The changes to the Code are designed to end the routine Chapter 7 liquidation cases that were filed by classic “overspenders.” Prior to 2005, it was not uncommon for individuals making more than $100,000, driving luxury automobiles and renting luxury apartments, to discharge tens of thousands of dollars in credit card debts. Simply put, there was nothing in the Bankruptcy Code to really stop them unless it could be proven that the Bankruptcy was filed in “bad faith,” an extremely fact sensitive (i.e. costly for the creditor) consideration. Now, these people must repay some of their debts through Chapter 13 bankruptcy.

 

Mr. Mann recognizes this fact: “Congress’s 2005 reforms also directly discouraged filings under Chapter 7 (the option typically used by people with few assets) and encouraged filings under Chapter 13 (the traditional procedure for homeowners).” Mr. Mann advocates for overspenders or, more likely, those that made poor financial decisions through the purchase of an overvalued home. As Mr. Mann points out: “If the bankruptcy system was doing its job, the mortgage-driven financial crisis should then have led to a sharp increase in filings under Chapter 13. Homeowners unable to keep up with their mortgages should have been able to file for relief under Chapter 13, resolve their problems and move on with their lives.

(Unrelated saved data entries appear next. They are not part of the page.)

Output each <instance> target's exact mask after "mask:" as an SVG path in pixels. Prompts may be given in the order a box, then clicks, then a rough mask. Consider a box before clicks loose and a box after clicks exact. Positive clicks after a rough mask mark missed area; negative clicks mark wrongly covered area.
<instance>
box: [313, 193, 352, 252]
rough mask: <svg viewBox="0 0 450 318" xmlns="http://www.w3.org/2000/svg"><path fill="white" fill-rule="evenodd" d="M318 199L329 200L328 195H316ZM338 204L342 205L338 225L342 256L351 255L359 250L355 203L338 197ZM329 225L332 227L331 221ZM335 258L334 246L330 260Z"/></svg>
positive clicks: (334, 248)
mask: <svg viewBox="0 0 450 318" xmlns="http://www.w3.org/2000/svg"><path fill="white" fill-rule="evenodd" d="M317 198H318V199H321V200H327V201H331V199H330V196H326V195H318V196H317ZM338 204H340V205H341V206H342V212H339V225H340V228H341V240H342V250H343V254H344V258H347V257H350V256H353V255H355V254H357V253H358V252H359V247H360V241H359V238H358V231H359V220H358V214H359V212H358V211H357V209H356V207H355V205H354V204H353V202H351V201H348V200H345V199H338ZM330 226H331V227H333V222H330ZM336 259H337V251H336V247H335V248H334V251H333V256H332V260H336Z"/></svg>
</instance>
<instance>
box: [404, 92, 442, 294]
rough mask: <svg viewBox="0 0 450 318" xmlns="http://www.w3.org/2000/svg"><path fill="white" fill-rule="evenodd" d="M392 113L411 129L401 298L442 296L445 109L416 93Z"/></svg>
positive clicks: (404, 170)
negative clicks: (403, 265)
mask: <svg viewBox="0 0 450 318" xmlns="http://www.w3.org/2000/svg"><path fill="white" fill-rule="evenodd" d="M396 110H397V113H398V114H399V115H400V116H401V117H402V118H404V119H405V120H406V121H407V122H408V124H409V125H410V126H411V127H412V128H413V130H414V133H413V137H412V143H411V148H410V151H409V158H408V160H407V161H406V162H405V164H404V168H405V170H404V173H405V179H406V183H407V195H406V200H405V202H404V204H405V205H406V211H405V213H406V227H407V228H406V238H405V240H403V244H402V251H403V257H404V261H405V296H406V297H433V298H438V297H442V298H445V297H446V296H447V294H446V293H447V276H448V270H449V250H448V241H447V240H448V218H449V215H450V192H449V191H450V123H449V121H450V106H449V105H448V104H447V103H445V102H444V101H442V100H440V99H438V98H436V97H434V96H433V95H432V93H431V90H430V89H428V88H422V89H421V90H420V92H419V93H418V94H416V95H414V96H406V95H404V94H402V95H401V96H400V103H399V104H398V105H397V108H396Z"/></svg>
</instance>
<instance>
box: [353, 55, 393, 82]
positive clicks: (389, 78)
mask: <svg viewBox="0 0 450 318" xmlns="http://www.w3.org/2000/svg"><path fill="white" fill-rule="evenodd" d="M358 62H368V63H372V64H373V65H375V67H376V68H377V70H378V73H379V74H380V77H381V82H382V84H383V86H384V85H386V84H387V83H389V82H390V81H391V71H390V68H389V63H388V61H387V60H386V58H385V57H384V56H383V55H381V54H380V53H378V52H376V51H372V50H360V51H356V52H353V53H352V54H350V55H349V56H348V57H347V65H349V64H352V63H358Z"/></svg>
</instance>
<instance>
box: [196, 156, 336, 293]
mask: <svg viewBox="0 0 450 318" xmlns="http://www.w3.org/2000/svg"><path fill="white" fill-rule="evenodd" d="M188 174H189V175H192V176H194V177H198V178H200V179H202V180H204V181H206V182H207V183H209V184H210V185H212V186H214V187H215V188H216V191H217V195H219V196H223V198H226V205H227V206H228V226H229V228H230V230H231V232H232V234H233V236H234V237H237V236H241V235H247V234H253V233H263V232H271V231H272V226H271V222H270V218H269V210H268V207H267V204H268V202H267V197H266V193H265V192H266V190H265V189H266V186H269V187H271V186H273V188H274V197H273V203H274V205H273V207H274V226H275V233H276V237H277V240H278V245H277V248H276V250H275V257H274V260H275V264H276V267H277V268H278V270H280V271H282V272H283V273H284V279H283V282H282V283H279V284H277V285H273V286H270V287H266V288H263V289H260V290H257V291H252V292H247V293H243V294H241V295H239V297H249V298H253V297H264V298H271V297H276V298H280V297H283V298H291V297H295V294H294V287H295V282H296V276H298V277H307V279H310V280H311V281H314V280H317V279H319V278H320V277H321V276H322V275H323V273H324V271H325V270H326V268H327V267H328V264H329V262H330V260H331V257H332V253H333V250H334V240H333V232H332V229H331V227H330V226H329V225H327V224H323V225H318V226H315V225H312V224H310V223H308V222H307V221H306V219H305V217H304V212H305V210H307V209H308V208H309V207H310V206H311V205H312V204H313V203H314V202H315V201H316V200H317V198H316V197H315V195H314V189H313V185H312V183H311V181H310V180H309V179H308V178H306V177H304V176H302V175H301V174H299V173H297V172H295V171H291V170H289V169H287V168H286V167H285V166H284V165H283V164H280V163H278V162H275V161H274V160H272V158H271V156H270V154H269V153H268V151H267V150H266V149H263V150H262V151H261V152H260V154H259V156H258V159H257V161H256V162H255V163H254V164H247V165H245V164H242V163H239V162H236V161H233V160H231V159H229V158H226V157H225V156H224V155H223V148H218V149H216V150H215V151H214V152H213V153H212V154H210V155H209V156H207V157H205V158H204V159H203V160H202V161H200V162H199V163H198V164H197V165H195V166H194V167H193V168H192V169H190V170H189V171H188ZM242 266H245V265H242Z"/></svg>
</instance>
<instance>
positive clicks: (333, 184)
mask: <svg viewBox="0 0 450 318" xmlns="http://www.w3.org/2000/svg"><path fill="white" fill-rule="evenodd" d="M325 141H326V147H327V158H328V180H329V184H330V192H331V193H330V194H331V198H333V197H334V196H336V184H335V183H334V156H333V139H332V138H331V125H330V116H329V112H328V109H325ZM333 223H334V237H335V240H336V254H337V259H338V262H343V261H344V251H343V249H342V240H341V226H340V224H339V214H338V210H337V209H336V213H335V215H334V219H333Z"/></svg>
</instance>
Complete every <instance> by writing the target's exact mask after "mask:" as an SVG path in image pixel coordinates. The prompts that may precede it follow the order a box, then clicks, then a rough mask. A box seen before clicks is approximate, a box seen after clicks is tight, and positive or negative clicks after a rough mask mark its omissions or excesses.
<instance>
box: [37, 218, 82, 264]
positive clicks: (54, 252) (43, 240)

Yet the share of Chapter 13 filings fell in 2009 to only 28 percent of all filings, from 42 percent in 2006. That’s another perverse result of the 2005 reforms: Chapter 13 does not let people avert foreclosure by paying the actual value of their homes, even when their bubble-era mortgages far exceed realistic market prices. In fact, a “special rule” for home mortgages allows lenders to prevent normal bankruptcy relief for borrowers. Thus, the reforms created a system that makes it harder to file for Chapter 7 while doing nothing to make Chapter 13, once the savior of homeowners, useful in this sort of mortgage crisis. . . . If debtors want to keep assets against which they have borrowed, they should have to pay the fair value of the assets, but nothing more.”  

 

The key phrase in Mr. Mann’s tirade against the “new” system is “this sort of financial crisis” and the key philosophy is that debtors should only have to pay for the current value of their homes to keep them. 

 

And therein lies the policy debate. This financial crisis involves many debtors that simply cannot afford their homes but that own them due to the subprime lending that was prevalent in the market several years ago. Now that thousands of those subprime mortgages have gone into default, the debate is whether to protect the debtors that cannot afford their homes. However, the Bankruptcy Code is not, and never has been, designed to increase homeownership or protect assets that debtors cannot afford. Altering the Bankruptcy Code to suddenly assist debtors in homeownership to the detriment of creditors is not only contrary to the capitalist principals on which this country is founded, but it would also be an unconstitutional violation of the creditors’ rights. Mr. Mann’s policy suggestions simply go to far.

 

I say let the Bankruptcy system continue to protect good faith debtors that find themselves in Bankruptcy due to a life altering event. The system is a luxury, not a right. Bankruptcy provides a safety net for catastrophic and life altering events, not poor decision making and foolish overspending, and should not be used to involuntarily redistribute assets from creditors to debtors.